Professores sem trabalho inicialmente atribuído para a classificação dos exames nacionais foram convocados ao final da tarde de sábado para corrigir provas, quando faltam apenas três dias para o encerramento do processo de classificação. A situação foi denunciada pela Missão Escola Pública (MEP), que alerta para dificuldades operacionais que, considera, poderão comprometer os prazos e o rigor da avaliação.
Segundo a porta-voz da MEP, Cristina Mota, vários docentes receberam comunicações dos agrupamentos do Júri Nacional de Exames (JNE), por volta das 18h00 de sábado, informando-os de que passariam a receber itens para classificação através da plataforma eletrónica.
Entre os casos relatados está o de um professor inicialmente convocado para corrigir exames de Literatura Portuguesa, mas que acabou por ser informado de que passaria a classificar provas de Português, aguardando ainda a atribuição dos respetivos itens.
Noutro caso, uma docente foi informada apenas na manhã deste domingo de que teria de corrigir cerca de 200 itens do exame nacional de Português do 12.º ano, apesar de já estar a classificar provas de Português do 9.º ano, nas quais lhe foram atribuídos mais de 1.800 itens.
As situações foram partilhadas por professores em grupos de discussão, embora os docentes tenham pedido anonimato.
A Missão Escola Pública manifesta preocupação com o cumprimento do calendário, tendo em conta que a conclusão da classificação está prevista para terça-feira. Segundo Cristina Mota, continuam por resolver diversos constrangimentos, nomeadamente a ausência de folhas de continuação em algumas provas e a distribuição tardia de centenas de respostas para classificação.
No exame de Português do 12.º ano, considerado um dos processos mais exigentes, há professores que referem conseguir corrigir apenas cerca de seis composições por dia, um ritmo que consideram insuficiente para concluir o trabalho com o rigor exigido dentro do prazo estabelecido.
Outro dos problemas apontados prende-se com os critérios definitivos de avaliação, que, segundo a MEP, apenas deverão ser disponibilizados na segunda-feira ao final da tarde, deixando aos classificadores apenas o dia de terça-feira para rever o trabalho já realizado.
A Missão Escola Pública alerta ainda para dificuldades técnicas na plataforma eletrónica, referindo que alguns professores não conseguem aceder a itens que já tinham classificado.
Além da fase de classificação, a organização manifesta preocupação com o processo de unificação das provas. Após a digitalização, os exames foram divididos em diferentes itens, distribuídos por vários classificadores, levantando dúvidas sobre a correta agregação das respostas de cada aluno para o apuramento da classificação final.

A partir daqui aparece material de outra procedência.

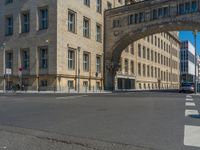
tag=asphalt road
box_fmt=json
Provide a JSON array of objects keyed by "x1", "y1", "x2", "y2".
[{"x1": 0, "y1": 92, "x2": 200, "y2": 150}]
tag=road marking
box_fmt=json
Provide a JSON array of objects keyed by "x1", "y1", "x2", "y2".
[
  {"x1": 56, "y1": 95, "x2": 88, "y2": 99},
  {"x1": 185, "y1": 102, "x2": 195, "y2": 106},
  {"x1": 185, "y1": 109, "x2": 199, "y2": 117},
  {"x1": 184, "y1": 125, "x2": 200, "y2": 147}
]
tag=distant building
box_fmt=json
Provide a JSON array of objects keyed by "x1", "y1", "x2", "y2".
[{"x1": 180, "y1": 41, "x2": 195, "y2": 82}]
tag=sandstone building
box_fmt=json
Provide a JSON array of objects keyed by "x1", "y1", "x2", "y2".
[{"x1": 0, "y1": 0, "x2": 178, "y2": 92}]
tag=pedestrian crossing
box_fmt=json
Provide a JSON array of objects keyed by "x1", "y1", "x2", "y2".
[{"x1": 184, "y1": 95, "x2": 200, "y2": 148}]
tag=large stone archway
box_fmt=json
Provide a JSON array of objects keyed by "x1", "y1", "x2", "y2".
[{"x1": 104, "y1": 0, "x2": 200, "y2": 90}]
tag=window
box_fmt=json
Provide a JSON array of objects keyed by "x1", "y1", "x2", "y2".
[
  {"x1": 68, "y1": 49, "x2": 75, "y2": 70},
  {"x1": 96, "y1": 24, "x2": 102, "y2": 42},
  {"x1": 151, "y1": 50, "x2": 153, "y2": 61},
  {"x1": 113, "y1": 20, "x2": 120, "y2": 28},
  {"x1": 39, "y1": 8, "x2": 48, "y2": 30},
  {"x1": 96, "y1": 56, "x2": 101, "y2": 73},
  {"x1": 67, "y1": 80, "x2": 74, "y2": 89},
  {"x1": 130, "y1": 43, "x2": 134, "y2": 55},
  {"x1": 68, "y1": 10, "x2": 76, "y2": 33},
  {"x1": 6, "y1": 52, "x2": 13, "y2": 69},
  {"x1": 84, "y1": 0, "x2": 90, "y2": 7},
  {"x1": 40, "y1": 80, "x2": 48, "y2": 87},
  {"x1": 21, "y1": 12, "x2": 30, "y2": 33},
  {"x1": 107, "y1": 2, "x2": 112, "y2": 9},
  {"x1": 5, "y1": 0, "x2": 13, "y2": 5},
  {"x1": 83, "y1": 17, "x2": 90, "y2": 38},
  {"x1": 83, "y1": 53, "x2": 89, "y2": 72},
  {"x1": 22, "y1": 49, "x2": 30, "y2": 70},
  {"x1": 138, "y1": 44, "x2": 141, "y2": 57},
  {"x1": 5, "y1": 16, "x2": 13, "y2": 36},
  {"x1": 151, "y1": 66, "x2": 153, "y2": 78},
  {"x1": 143, "y1": 64, "x2": 146, "y2": 76},
  {"x1": 39, "y1": 47, "x2": 48, "y2": 69},
  {"x1": 147, "y1": 65, "x2": 150, "y2": 77},
  {"x1": 96, "y1": 0, "x2": 102, "y2": 13},
  {"x1": 124, "y1": 59, "x2": 129, "y2": 73},
  {"x1": 131, "y1": 61, "x2": 134, "y2": 74},
  {"x1": 147, "y1": 48, "x2": 150, "y2": 60},
  {"x1": 128, "y1": 14, "x2": 134, "y2": 25},
  {"x1": 143, "y1": 46, "x2": 146, "y2": 58},
  {"x1": 138, "y1": 63, "x2": 141, "y2": 76}
]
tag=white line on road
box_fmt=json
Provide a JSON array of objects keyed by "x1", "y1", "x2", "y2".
[
  {"x1": 56, "y1": 95, "x2": 88, "y2": 99},
  {"x1": 185, "y1": 102, "x2": 195, "y2": 106},
  {"x1": 185, "y1": 109, "x2": 199, "y2": 117},
  {"x1": 184, "y1": 125, "x2": 200, "y2": 147}
]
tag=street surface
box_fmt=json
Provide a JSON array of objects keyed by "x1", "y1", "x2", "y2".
[{"x1": 0, "y1": 92, "x2": 200, "y2": 150}]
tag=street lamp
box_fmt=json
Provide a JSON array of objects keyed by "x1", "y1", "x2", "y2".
[
  {"x1": 2, "y1": 43, "x2": 6, "y2": 93},
  {"x1": 193, "y1": 30, "x2": 198, "y2": 94}
]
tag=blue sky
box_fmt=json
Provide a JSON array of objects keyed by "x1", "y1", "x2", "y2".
[{"x1": 179, "y1": 31, "x2": 200, "y2": 54}]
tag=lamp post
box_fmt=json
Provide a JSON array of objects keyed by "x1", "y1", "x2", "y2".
[
  {"x1": 2, "y1": 43, "x2": 6, "y2": 93},
  {"x1": 193, "y1": 30, "x2": 198, "y2": 94}
]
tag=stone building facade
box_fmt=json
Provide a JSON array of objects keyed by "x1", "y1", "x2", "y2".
[
  {"x1": 0, "y1": 0, "x2": 179, "y2": 92},
  {"x1": 115, "y1": 32, "x2": 180, "y2": 90},
  {"x1": 0, "y1": 0, "x2": 124, "y2": 91}
]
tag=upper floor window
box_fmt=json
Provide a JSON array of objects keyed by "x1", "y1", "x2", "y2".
[
  {"x1": 6, "y1": 52, "x2": 13, "y2": 69},
  {"x1": 68, "y1": 10, "x2": 76, "y2": 33},
  {"x1": 5, "y1": 16, "x2": 13, "y2": 36},
  {"x1": 21, "y1": 12, "x2": 30, "y2": 33},
  {"x1": 107, "y1": 2, "x2": 112, "y2": 9},
  {"x1": 68, "y1": 49, "x2": 75, "y2": 70},
  {"x1": 96, "y1": 24, "x2": 102, "y2": 42},
  {"x1": 96, "y1": 0, "x2": 102, "y2": 13},
  {"x1": 5, "y1": 0, "x2": 13, "y2": 5},
  {"x1": 96, "y1": 56, "x2": 101, "y2": 73},
  {"x1": 83, "y1": 17, "x2": 90, "y2": 38},
  {"x1": 39, "y1": 8, "x2": 48, "y2": 30},
  {"x1": 22, "y1": 49, "x2": 30, "y2": 70},
  {"x1": 39, "y1": 47, "x2": 48, "y2": 69},
  {"x1": 84, "y1": 0, "x2": 90, "y2": 7}
]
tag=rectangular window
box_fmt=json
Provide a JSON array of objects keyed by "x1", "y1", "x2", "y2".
[
  {"x1": 84, "y1": 0, "x2": 90, "y2": 7},
  {"x1": 39, "y1": 8, "x2": 48, "y2": 30},
  {"x1": 96, "y1": 24, "x2": 102, "y2": 42},
  {"x1": 39, "y1": 47, "x2": 48, "y2": 69},
  {"x1": 68, "y1": 49, "x2": 75, "y2": 70},
  {"x1": 143, "y1": 64, "x2": 146, "y2": 76},
  {"x1": 138, "y1": 63, "x2": 141, "y2": 76},
  {"x1": 67, "y1": 80, "x2": 74, "y2": 89},
  {"x1": 6, "y1": 52, "x2": 13, "y2": 69},
  {"x1": 5, "y1": 0, "x2": 13, "y2": 5},
  {"x1": 22, "y1": 49, "x2": 30, "y2": 70},
  {"x1": 83, "y1": 17, "x2": 90, "y2": 38},
  {"x1": 96, "y1": 0, "x2": 102, "y2": 13},
  {"x1": 68, "y1": 10, "x2": 76, "y2": 33},
  {"x1": 96, "y1": 56, "x2": 101, "y2": 73},
  {"x1": 107, "y1": 2, "x2": 112, "y2": 9},
  {"x1": 143, "y1": 46, "x2": 146, "y2": 58},
  {"x1": 21, "y1": 12, "x2": 30, "y2": 33},
  {"x1": 138, "y1": 44, "x2": 142, "y2": 57},
  {"x1": 5, "y1": 16, "x2": 13, "y2": 36},
  {"x1": 124, "y1": 59, "x2": 129, "y2": 73},
  {"x1": 83, "y1": 53, "x2": 89, "y2": 72},
  {"x1": 131, "y1": 61, "x2": 135, "y2": 74}
]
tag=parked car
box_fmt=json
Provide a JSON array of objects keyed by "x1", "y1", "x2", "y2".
[{"x1": 179, "y1": 83, "x2": 195, "y2": 93}]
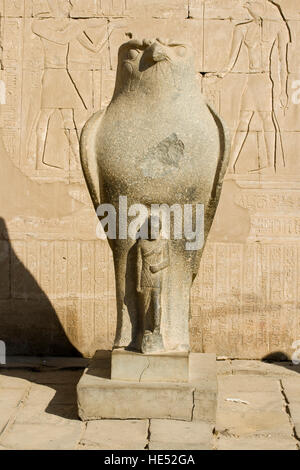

Na sexta-feira, a MEP já tinha denunciado que alguns supervisores estariam a recomendar aos classificadores que avaliassem respostas incompletas caso as folhas de continuação em falta não fossem disponibilizadas até ao encerramento do processo.
Em resposta, o Instituto de Educação, Qualidade e Avaliação (EduQA) esclareceu, no sábado, que implementou na plataforma um sistema de reporte de desconformidades, através da funcionalidade “Reportar”, permitindo aos classificadores sinalizar eventuais problemas.
Contudo, a Missão Escola Pública considera que continua por esclarecer qual deverá ser o procedimento a adotar caso persistam folhas em falta no final do processo, uma vez que os docentes apenas conseguem concluir a classificação depois de todos os itens receberem uma avaliação.
A agência Lusa questionou o Ministério da Educação, Ciência e Inovação sobre as situações denunciadas, não tendo obtido resposta até ao momento.